When to Replace a Motorcycle Chain
There are a few ways to tell when your chain is nearing retirement. First, if it is very frequently loose and needing adjustment, you should probably replace it.
Another test is to try and pull the chain off the rear sprocket right at the back of the bike. If you can physically pull the chain away from the teeth of the sprocket and expose a large gap, then your chain is probably near the end of its life.
The most accurate way to check if your chain needs replacing is to use the service limit guide, which gives the total allowable length of a certain number of links. For example, on the 2014 ZX-14R, the total allowable length of 20 links is 319mm (12.56 inches). If that length is exceeded by 20 links, then it means that the chain has stretched beyond a safe level. It needs to be replaced.

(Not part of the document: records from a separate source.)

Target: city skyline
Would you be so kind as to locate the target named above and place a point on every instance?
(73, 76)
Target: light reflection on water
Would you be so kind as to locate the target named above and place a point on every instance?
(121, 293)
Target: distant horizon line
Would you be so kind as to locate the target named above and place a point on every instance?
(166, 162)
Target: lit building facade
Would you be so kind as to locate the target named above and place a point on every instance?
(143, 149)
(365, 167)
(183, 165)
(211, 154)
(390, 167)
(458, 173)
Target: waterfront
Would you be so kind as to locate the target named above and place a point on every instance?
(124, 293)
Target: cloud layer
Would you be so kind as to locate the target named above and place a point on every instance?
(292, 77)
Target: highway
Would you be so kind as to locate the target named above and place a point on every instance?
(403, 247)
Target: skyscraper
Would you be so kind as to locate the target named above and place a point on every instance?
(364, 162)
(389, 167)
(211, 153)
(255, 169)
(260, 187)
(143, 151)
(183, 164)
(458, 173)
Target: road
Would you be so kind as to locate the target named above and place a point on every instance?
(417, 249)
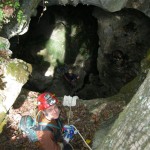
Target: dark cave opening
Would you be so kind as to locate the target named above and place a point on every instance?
(104, 51)
(84, 42)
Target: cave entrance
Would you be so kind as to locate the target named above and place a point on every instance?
(59, 39)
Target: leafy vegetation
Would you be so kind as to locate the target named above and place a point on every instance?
(10, 9)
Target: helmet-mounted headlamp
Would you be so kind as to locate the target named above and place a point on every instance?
(46, 100)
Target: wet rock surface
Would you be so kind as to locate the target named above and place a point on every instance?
(85, 121)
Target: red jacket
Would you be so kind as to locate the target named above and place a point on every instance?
(47, 137)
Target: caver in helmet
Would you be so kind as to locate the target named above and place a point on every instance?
(46, 100)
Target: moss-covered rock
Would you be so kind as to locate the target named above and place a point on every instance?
(2, 120)
(19, 70)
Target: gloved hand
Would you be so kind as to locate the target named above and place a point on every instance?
(69, 132)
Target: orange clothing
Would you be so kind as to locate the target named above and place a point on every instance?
(47, 138)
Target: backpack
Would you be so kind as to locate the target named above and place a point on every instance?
(29, 126)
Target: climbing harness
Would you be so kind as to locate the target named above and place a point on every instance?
(70, 130)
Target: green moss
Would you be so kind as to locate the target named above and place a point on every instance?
(3, 121)
(19, 70)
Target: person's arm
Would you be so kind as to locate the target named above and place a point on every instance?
(47, 141)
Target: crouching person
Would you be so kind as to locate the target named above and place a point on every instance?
(49, 129)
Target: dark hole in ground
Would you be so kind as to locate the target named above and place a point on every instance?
(124, 43)
(85, 42)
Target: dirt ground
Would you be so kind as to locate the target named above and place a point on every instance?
(86, 123)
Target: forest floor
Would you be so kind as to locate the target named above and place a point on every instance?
(13, 139)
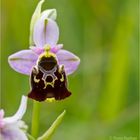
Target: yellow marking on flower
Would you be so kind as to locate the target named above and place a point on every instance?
(50, 100)
(36, 80)
(61, 69)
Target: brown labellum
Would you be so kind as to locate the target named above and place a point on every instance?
(48, 80)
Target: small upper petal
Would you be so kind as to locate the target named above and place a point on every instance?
(49, 13)
(69, 60)
(46, 31)
(19, 114)
(23, 61)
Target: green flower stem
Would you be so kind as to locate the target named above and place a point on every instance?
(48, 134)
(35, 119)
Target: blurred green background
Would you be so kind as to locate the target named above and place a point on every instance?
(104, 34)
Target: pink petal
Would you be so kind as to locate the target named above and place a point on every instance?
(19, 114)
(40, 50)
(23, 61)
(69, 60)
(46, 31)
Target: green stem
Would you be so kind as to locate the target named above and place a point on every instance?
(35, 119)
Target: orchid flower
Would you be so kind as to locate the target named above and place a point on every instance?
(13, 128)
(45, 61)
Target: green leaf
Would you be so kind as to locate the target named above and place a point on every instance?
(34, 18)
(47, 135)
(30, 137)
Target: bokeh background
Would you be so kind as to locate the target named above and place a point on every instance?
(104, 34)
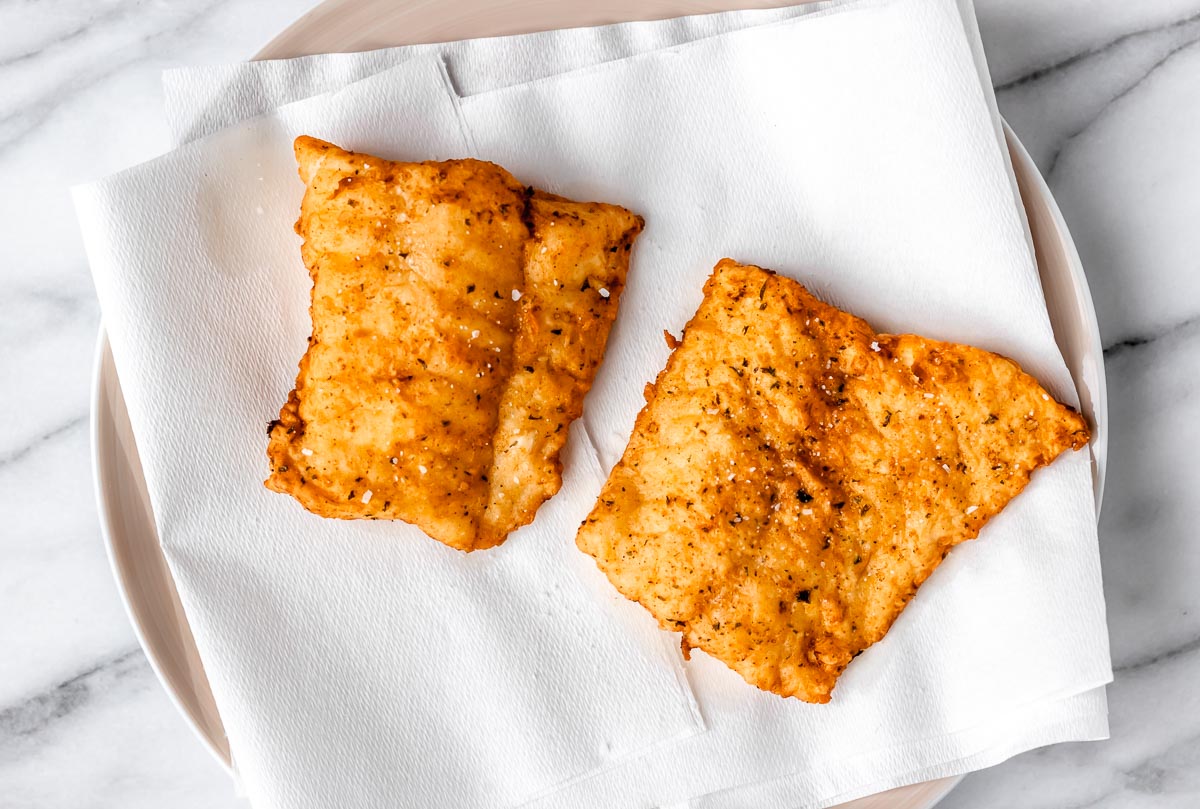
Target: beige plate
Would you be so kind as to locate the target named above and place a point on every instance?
(345, 25)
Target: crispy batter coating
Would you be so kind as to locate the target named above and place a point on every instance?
(432, 283)
(795, 477)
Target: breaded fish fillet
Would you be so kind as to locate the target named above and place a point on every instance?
(435, 287)
(795, 477)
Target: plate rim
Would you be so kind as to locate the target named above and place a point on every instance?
(101, 403)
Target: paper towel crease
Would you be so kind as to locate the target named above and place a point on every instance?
(852, 145)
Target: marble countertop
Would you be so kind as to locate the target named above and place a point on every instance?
(1105, 95)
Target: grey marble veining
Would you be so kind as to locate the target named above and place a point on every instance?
(1104, 94)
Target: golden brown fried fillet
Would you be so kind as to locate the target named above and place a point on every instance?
(417, 271)
(575, 270)
(795, 477)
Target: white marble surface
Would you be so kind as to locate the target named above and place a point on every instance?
(1104, 93)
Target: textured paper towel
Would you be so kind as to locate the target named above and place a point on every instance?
(201, 101)
(856, 153)
(781, 751)
(354, 663)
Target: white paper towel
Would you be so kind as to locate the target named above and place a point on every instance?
(354, 663)
(970, 673)
(855, 151)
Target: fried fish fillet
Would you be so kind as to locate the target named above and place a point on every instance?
(795, 477)
(451, 343)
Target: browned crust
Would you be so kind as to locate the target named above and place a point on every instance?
(407, 441)
(852, 477)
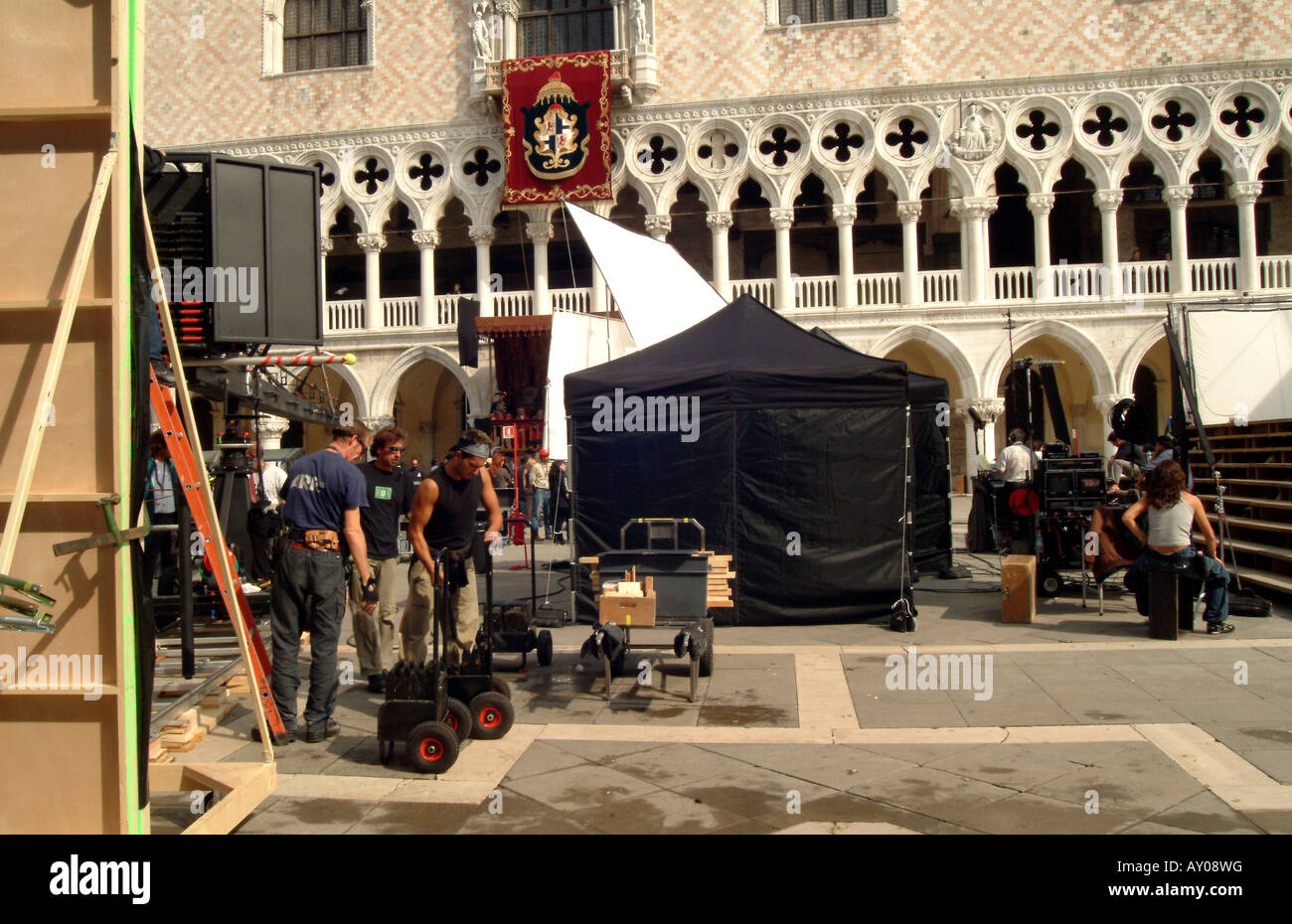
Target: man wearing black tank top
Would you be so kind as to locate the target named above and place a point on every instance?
(443, 520)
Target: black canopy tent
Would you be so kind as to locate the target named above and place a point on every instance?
(930, 402)
(795, 460)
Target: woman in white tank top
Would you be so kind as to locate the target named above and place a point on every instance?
(1168, 545)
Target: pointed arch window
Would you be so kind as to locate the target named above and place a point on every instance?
(319, 34)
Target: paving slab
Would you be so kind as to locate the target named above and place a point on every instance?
(306, 815)
(672, 765)
(521, 816)
(659, 812)
(1032, 813)
(1142, 795)
(1206, 813)
(1013, 766)
(413, 818)
(946, 796)
(542, 757)
(582, 786)
(752, 792)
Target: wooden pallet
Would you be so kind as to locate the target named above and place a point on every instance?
(718, 587)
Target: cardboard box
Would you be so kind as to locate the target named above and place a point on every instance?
(624, 610)
(1019, 589)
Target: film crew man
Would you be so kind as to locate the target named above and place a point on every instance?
(389, 491)
(323, 495)
(443, 521)
(1017, 462)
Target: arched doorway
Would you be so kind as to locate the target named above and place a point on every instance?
(1026, 404)
(921, 358)
(314, 437)
(430, 408)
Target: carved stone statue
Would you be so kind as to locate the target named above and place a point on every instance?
(973, 140)
(481, 34)
(640, 35)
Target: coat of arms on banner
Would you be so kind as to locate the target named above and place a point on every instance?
(556, 120)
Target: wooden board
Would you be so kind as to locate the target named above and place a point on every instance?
(1019, 589)
(64, 89)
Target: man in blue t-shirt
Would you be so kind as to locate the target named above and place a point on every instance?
(389, 491)
(323, 495)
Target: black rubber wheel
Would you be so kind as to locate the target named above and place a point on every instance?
(431, 747)
(491, 716)
(707, 658)
(544, 648)
(459, 718)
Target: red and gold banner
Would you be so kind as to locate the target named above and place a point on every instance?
(556, 128)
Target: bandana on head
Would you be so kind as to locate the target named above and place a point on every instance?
(478, 450)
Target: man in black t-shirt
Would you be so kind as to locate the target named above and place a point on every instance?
(389, 494)
(443, 520)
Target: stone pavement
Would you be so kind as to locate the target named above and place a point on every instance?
(1073, 724)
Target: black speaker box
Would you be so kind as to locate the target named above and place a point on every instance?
(238, 243)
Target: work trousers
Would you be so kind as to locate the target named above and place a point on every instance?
(309, 594)
(1188, 563)
(542, 515)
(417, 614)
(375, 631)
(159, 555)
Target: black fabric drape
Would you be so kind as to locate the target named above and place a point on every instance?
(796, 469)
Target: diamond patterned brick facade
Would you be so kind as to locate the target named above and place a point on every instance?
(937, 94)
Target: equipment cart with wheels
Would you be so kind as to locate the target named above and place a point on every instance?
(680, 578)
(437, 705)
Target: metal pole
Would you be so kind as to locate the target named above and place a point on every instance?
(188, 653)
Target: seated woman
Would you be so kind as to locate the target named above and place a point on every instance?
(1168, 546)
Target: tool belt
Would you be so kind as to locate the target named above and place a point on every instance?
(315, 540)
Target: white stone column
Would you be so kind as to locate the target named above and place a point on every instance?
(539, 234)
(908, 214)
(659, 225)
(426, 243)
(989, 205)
(845, 216)
(1041, 205)
(599, 303)
(720, 224)
(483, 236)
(1177, 198)
(780, 220)
(373, 244)
(324, 248)
(1107, 201)
(509, 12)
(956, 210)
(1245, 194)
(974, 214)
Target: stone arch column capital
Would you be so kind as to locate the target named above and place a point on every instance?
(425, 240)
(1107, 199)
(1245, 193)
(844, 215)
(1041, 203)
(719, 222)
(1177, 197)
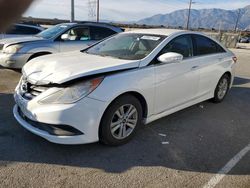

To check this measurement for your chain, you can either turn out the adjustor nuts until the chain is taut, or hang a 10 kg weight from the lower run of the chain. Then, measure the total length of 20 tight links. Your bike’s owner’s manual will give you the upper limit for length. It’s best to measure in a few places to ensure you get the most accurate results. If your chain is beyond the limit, replace it.
How to Replace a Motorcycle Chain
Make sure the bike is stable on its center stand or a race stand. Gather the parts and tools you’ll need: A new chain and front and rear sprockets (it’s always best to replace the sprockets when you replace a chain, as pairing a new chain with worn sprockets will increase the speed of wear on the new chain and shorten its lifespan); automotive rubber gloves (it’s a dirty job); a chain breaker and riveting tool; sockets and breaker bar for the rear axle and sprockets; torque wrench; new cotter pin.
Removing the Old Chain and Sprockets
Step 1: Remove the gear shifter (if necessary) and front sprocket cover (remember to mark the exact position of the gear selector, so you can put it back in the same place at the end of the process). You may also need to remove the clutch cable to get access to the front sprocket nut.
Step 2: Loosen the front sprocket nut. This can be a tough nut (excuse the pun) to crack. Make sure you know which way the nut on your machine is supposed to loosen (some can be a reverse thread). This nut is usually really tight, and you need to stop the rear wheel from turning. Placing an object between the rear wheel and the swing arm (crowbar, hammer) is one way to keep everything from turning, and getting a friend to apply the rear brake helps, too. Once everything is locked down nice and tight, you should be able to exert the force required to get that nut undone.
Step 3: Break the chain. Use a chain breaker tool to pop a rivet on a chain link (except for clip-style master links, which can simply be clipped off). Push out the pins and remove one link to break the chain. Remove the chain from the sprockets.
Step 4: Remove the rear axle nut, loosen off the chain adjustor locknuts, push out the rear axle and remove the rear wheel.
Step 5: Remove nut from the front sprocket and loosen and remove the rear sprocket nuts. Take off and discard the old sprockets.
Installing the New Chain and Sprockets
Step 1: Install the new front and rear sprockets, and torque the nuts to factory settings.
Step 2: Replace the rear wheel and hand tighten the rear axle nut.
Step 3: Feed the new chain around the sprockets.
Step 4: Attach the master link, using a chain-riveting tool (except for clip-style master links). Remember to ensure that the O-rings are in the right place, and that you use the provided lube to grease the master link. Also make sure that the rivets through the link pin are properly flattened and will not come undone (except for clip-style master links).
Step 5: Replace front sprocket cover and gear shifter.
Step 6: Adjust chain to the correct tension and wipe down to remove excess grease.
Step 7: Tighten rear axle to factory setting and replace cotter pin.